The last critique is that all contributors to this volume either ignored or downplayed the role of regional and global actors in shaping the trajectory of the subsequent uprisings. NATO and Qatar played a decisive role in the war in Libya. Regional and global actors’ direct military interventions in Bahrain, Syria, and Yemen predestined the near future of these countries. And, most recently, and related to the first critique, the world’s reaction—or, more appropriately, inaction—to the gruesome killing of Jamal Ahmad Khashoggi at the hands of Saudi operatives believed to have been acting on orders from the Saudi crown prince underscores the role of Western countries in steering events in the region.

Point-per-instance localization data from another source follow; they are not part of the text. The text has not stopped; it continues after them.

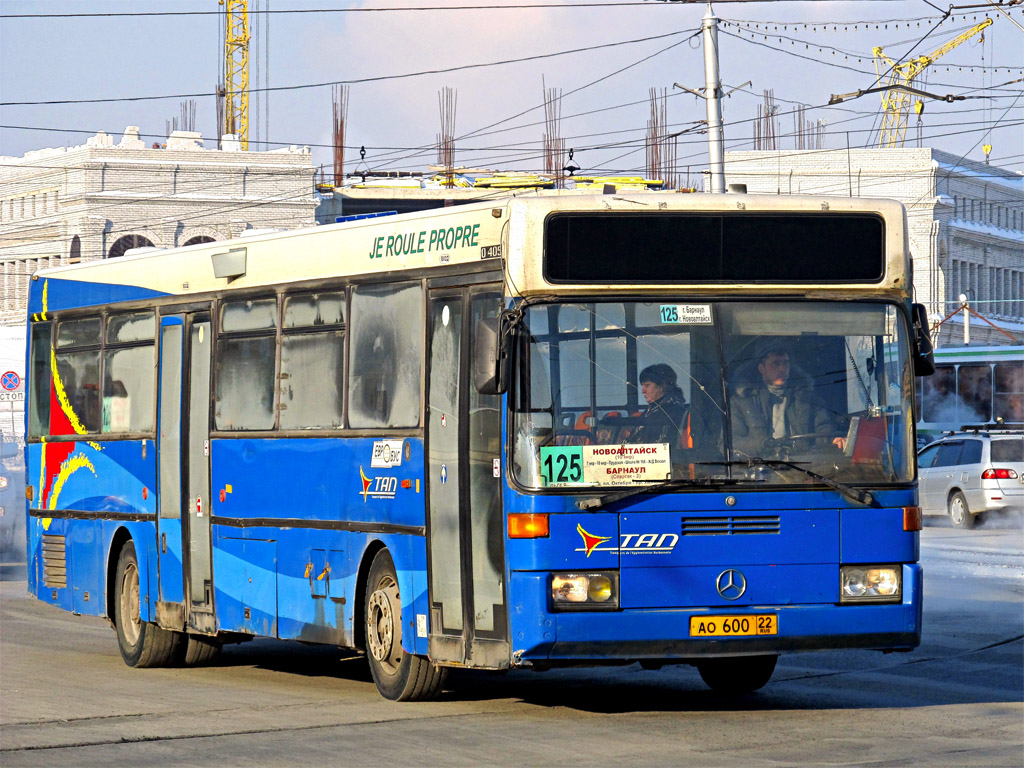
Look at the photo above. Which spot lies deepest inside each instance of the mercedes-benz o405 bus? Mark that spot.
(538, 432)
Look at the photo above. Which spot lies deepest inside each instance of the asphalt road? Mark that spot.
(67, 698)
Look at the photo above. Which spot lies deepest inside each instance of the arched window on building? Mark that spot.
(127, 242)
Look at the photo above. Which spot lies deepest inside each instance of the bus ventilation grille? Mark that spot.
(54, 561)
(728, 525)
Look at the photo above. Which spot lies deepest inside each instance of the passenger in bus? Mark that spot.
(775, 408)
(667, 416)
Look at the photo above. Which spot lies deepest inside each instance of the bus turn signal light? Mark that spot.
(528, 525)
(911, 518)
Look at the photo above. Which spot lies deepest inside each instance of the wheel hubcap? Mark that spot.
(130, 624)
(383, 626)
(956, 511)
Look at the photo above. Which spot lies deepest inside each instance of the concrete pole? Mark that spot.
(713, 96)
(967, 321)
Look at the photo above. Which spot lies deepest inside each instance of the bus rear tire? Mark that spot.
(960, 513)
(737, 674)
(141, 643)
(399, 676)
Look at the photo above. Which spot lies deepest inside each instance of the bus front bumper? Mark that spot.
(541, 637)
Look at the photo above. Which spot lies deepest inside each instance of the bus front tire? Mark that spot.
(960, 513)
(399, 676)
(737, 674)
(141, 643)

Another common theme was present throughout the volume: a linear logic that endows an uprising with a cause, a plan of action, and an end goal, such as the “creation of stable democratic regimes in their place” (6). That, too, is a misrepresentation of popular uprisings, especially the 2011 uprisings in Arab countries. Uprisings happen not because someone like Mohamed Bouazizi manages to do something out of the ordinary to ignite them. Uprisings often happen when the conditions that are being protested reach a threshold. That was the case in Tunisia, and one could argue that if it were not Bouazizi shocking act, it would have been something else. Uprisings and revolutions are not about replacing a regime or an ideology with another. Uprisings and revolutions are about interruptions. Those who rise up are often interested in putting an end to a trend, but they are rarely interested in creating a substitute. In Tunisia, for instance, most of the protesters, like Bouazizi, had no unifying political or ideological interest or motives. However, once the regime fell, ideological and political groups like Ennahda and others from the left and right moved in to fill the vacuum.
These critiques are not intended to diminish the value and importance of this volume dealing with one of the most consequential events of the century thus far. Rather, they are intended to provide another point of reference for a discussion that the authors will soon have as they contemplate another edition of this important work.